Pension costs could result in teacher layoffs

Sen. Butch Gautreaux’s (D-Morgan City) new legislation would force charter schools to remain tied to the state’s underfunded teachers’ retirement system, making it more difficult to transition to a 401(k) type plan. Gautreaux believes the Teachers Retirement Bill (SB6) is necessary to protect the existing system and to ensure that all plan participants cover their own costs without passing them off to other school systems.

Under SB 6, any individual school system that terminated its participation in the teachers’ retirement plan would be required to pay  the unfunded accrued liabilities (UAB) attributable to that school system’s employees.

The Teachers’ Retirement System of Louisiana (TRSL) is the state-run pension system for school employees. It is also the state’s largest public retirement system as it provides services and benefits to over 16,000 individuals. However, TRSL is also beset with an unfunded liability of $9.3 billion, according to the latest Comprehensive Annual Financial Report.Charter school representatives have warned that it may be necessary to cut jobs as a result of the increased employer contributions needed to cover TRSL costs.

“As far as this school is concerned, the net difference between our staying in TRSL and providing a reasonable 401(k) for employees is a staggering $550,000,” Mickey Landry, head of the Lafayette Academy Charter School, said.  “That is an annual figure.  What that means is that we will have to close a huge budget gap.  Since we have already cut expenses everywhere we could because of previous dramatic increases in employer contributions, stagnant MFP  funding, and the phasing out of one-time post-Katrina funding, our only place to cut is in personnel.  At our average salaries, that means we will lose 8-10 teachers or paraprofessionals.  So, ultimately, it means that this bill is a jobs-killing bill.”

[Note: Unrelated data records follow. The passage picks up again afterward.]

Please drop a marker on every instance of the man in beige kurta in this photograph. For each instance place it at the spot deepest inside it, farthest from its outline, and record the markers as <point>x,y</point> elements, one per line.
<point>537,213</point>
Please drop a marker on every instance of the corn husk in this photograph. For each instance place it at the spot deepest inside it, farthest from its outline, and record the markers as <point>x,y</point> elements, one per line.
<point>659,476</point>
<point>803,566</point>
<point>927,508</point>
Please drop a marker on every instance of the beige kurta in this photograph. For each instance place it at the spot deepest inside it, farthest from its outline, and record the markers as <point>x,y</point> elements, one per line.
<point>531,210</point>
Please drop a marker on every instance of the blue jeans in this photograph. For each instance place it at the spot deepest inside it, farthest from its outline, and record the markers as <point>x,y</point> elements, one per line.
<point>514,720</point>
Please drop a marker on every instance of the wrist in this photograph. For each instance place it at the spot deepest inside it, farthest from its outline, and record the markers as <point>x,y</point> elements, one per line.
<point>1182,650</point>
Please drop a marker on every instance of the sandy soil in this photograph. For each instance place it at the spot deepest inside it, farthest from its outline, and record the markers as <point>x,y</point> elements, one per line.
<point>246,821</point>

The employer contribution will be 23.1 percent for FY 2012, which is up 15 percent from just three years ago, Landry noted. The school retirement bill “does not encourage responsibility, transparency, or judicious investment management on TRSL’s part,” he added. Landry also said he expects Gov. Bobby Jindal to veto the legislation.

For his part, Sen. Gautreaux insists the bill  is necessary to ensure all plan participants meet their financial responsibilities.

“There seems to be a different set of rules for charter schools under the Jindal Administration,” Sen. Gautreaux said. “But the fact of the matter is that they are not different from any other employer. If an employer is permitted to leave this system without paying their portion of the unfunded accrued liabilities, the rest of the employers would have to meet that cost.  The whole point of the bill is to make certain that each participant is responsible for their own costs.”

But Brigitte Nieland, vice-president of the Louisiana Association of Business and Industry (LABI), disagrees. There is a concerted effort at work to “financially devastate and cripple the charter school movement,” she said.

About 17.3 percent of the 23.70 percent of any an individual teachers TRSL contribution goes to the unfunded liability, Nieland points out.

“Charter schools did not create the decades-long state retirement systems’ unfunded accrued liability problem,” she  said.  “This bill passes on astronomical costs to a relatively few schools, which do not have the capacity to share or absorb those costs.  It is an undue burden on those schools whose operations and education mission will be unduly compromised and harmed.  Charter schools should not be tasked with solving a system-wide state problem.”